When the COVID pandemic hit in March of 2020, APSARA became a lifeline for its more than 2,500 clients, most of whom arrived as refugees fleeing a mass genocide, the Killing Fields and are now in their late 60s and 70s. Most do not speak English and lack access and the knowhow to navigate the internet.
“There was a huge communications barrier, as people navigated through the complex systems of support services,” said Ung.
The mandated social distancing protocols meant that many families were separated from loved ones who might have been able to help. As the virus spread, many people in the community lost their jobs, largely in the agricultural sector or warehouses. Some were left homeless.
“The pandemic changed everything,” Ung explained. “The community lost its balance. There was no peace anymore—people were reluctant to walk anywhere after dark.
“APSARA used our existing programs to bring knowledge to people to help them access the services they needed,” Ung said.
The organization launched a phone line with volunteers who spoke Khmer, Thai, French and Spanish. It also offered interpreter services for patients who needed to speak to their physicians. “We wanted to make sure that people were getting the answers they needed.”
As early as March of 2021, Ung began organizing vaccine clinics at the Apsara Park Village apartment complex, successfully vaccinating a large percentage of residents. Buoyed by its success, it began putting out the word on social media about its second COVID vaccine clinic in May. The team told people at public parks during weekend picnics and did outreach via cell phone and blog posts. Friends told friends.
The grassroots strategy worked: at the second clinic, entire families as well as dozens of elderly refugees came from as far as Lodi, more than 16 miles away, Modesto, French Camp and even Merced.
“They came to our clinic because we were the only place with a Khmer translator and where they felt comfortable,” Ung said. “People could ask questions about the vaccine, and our staff could translate them for the medical personnel. We didn’t want to persuade them—we wanted them to get vaccinated based on their own knowledge, and to help other families make that decision for themselves.”
Throughout 2021 and 2022, APSARA organized vaccine clinics every other month which to date have collectively vaccinated more than 2,100 people.
“We would see 100-120 people at every clinic,” said Ung, including many from outside Stockton drawn by the in-language services. The organization teamed up with larger regional organizations like El Concilio and Catholic Charities to get the necessary vaccines.
Ung says rescue funds only became available towards the end of 2021, and even then, it was the bigger organizations that received the lion’s share. APSARA and other grassroots groups had to rely on trickle down funds. Grants that they were able to raise came with three- or six-month timelines, which made it difficult to hire staff and sustain initiatives.
Despite that, APSARA continued its COVID 19 vaccine clinics which today focus on updated boosters. But interest in the boosters has been low, Ung says. People hesitate, wondering why they should get the vaccines if they might still get COVID.
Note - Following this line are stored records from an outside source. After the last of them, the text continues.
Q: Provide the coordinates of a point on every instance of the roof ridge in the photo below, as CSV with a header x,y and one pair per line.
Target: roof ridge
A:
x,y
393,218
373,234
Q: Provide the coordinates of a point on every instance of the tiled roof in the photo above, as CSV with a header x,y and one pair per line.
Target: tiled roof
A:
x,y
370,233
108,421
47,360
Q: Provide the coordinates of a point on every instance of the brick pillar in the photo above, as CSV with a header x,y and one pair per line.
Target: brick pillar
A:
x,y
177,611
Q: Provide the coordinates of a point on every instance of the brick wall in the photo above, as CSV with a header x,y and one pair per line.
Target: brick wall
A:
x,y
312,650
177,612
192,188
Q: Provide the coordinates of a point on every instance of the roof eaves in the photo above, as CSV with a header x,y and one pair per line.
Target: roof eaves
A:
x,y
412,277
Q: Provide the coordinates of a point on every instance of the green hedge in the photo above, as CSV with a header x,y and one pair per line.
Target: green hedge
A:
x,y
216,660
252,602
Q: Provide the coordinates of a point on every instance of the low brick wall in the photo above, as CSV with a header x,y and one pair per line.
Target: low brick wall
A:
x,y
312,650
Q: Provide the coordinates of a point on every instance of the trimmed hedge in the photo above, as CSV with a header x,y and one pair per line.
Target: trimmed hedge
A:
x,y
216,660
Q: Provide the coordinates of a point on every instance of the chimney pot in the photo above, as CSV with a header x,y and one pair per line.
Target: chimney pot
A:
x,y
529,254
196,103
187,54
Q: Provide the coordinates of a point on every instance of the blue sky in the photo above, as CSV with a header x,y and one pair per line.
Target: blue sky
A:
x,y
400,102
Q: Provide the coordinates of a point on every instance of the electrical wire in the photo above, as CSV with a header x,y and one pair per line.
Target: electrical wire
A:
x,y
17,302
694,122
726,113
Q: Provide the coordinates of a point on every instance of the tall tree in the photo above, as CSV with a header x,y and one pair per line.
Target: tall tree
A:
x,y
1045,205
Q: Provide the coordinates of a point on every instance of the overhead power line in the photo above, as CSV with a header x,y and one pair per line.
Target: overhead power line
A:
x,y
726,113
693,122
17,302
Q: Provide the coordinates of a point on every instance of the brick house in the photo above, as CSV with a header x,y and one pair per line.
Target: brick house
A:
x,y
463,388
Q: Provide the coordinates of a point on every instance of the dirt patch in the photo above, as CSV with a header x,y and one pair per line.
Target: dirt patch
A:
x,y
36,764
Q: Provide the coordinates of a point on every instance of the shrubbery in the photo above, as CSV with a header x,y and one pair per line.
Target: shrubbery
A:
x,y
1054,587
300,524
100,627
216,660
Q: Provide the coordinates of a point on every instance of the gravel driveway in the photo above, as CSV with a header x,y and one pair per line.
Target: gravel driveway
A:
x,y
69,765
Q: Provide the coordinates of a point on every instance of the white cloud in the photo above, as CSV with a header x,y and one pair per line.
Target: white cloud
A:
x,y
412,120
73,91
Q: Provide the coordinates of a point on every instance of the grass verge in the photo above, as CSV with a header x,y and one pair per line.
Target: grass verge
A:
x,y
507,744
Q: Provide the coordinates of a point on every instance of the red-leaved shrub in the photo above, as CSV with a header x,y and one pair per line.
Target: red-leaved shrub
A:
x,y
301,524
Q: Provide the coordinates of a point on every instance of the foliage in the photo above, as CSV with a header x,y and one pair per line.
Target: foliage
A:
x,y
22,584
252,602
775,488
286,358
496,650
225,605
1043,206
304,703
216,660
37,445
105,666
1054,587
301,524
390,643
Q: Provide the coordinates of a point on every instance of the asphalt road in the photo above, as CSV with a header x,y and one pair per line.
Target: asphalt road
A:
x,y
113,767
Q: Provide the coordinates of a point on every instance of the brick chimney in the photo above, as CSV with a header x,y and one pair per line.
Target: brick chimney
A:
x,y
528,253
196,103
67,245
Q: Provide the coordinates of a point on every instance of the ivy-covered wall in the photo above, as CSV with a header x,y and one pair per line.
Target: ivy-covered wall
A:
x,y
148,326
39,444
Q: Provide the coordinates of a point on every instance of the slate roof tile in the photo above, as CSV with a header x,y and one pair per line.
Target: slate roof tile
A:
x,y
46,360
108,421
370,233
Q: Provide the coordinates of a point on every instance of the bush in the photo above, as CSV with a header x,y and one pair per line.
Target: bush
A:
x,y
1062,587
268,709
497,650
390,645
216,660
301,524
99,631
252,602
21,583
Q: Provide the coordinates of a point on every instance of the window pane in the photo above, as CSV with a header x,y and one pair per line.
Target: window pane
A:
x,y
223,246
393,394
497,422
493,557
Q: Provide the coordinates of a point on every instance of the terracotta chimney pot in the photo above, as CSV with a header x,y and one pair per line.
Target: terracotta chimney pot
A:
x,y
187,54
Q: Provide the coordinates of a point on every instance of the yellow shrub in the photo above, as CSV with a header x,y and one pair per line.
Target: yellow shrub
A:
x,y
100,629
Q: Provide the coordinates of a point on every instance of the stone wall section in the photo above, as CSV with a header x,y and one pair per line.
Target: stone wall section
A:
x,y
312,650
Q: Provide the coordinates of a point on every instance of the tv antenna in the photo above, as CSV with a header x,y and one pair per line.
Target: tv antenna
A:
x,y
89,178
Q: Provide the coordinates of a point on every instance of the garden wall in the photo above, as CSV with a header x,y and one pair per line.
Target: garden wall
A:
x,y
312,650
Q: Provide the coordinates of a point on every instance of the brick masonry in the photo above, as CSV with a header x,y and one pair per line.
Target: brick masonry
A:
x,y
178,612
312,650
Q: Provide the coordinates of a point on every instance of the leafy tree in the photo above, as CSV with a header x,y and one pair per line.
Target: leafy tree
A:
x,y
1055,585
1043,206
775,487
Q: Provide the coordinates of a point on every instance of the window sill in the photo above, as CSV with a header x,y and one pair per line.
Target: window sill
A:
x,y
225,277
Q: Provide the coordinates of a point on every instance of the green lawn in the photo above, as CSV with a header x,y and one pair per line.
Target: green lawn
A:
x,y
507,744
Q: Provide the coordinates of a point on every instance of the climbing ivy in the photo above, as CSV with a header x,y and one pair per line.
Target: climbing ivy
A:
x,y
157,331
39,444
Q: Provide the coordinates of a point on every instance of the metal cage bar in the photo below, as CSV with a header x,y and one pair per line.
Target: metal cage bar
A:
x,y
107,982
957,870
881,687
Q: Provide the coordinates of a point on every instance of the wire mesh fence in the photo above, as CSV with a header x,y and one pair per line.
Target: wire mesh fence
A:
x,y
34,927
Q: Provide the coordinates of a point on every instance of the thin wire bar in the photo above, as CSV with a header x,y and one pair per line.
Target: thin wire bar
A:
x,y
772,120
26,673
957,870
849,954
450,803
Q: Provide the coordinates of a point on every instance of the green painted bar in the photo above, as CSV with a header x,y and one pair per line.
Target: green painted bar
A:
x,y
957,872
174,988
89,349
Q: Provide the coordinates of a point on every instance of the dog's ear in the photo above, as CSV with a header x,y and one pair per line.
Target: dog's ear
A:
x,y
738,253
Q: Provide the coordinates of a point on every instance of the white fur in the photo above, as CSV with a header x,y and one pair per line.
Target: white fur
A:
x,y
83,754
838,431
What worries Ung most is a shadow pandemic in the Cambodian refugee community that COVID 19 exposed and exacerbated. Many of those who escaped the Killing Fields suffer from Post-Traumatic Stress Disorder and other mental health issues.
“Our mental health needs are enormous,” said Ung, who hopes to get his voice heard about the need for mental health services for his community.
“People have to understand the system, but the system is not easy to understand,” Ung concluded. “I’m not scared of COVID. I’m scared the system is not prepared.”
EMS Executive Director Sandy Close contributed reporting for this story.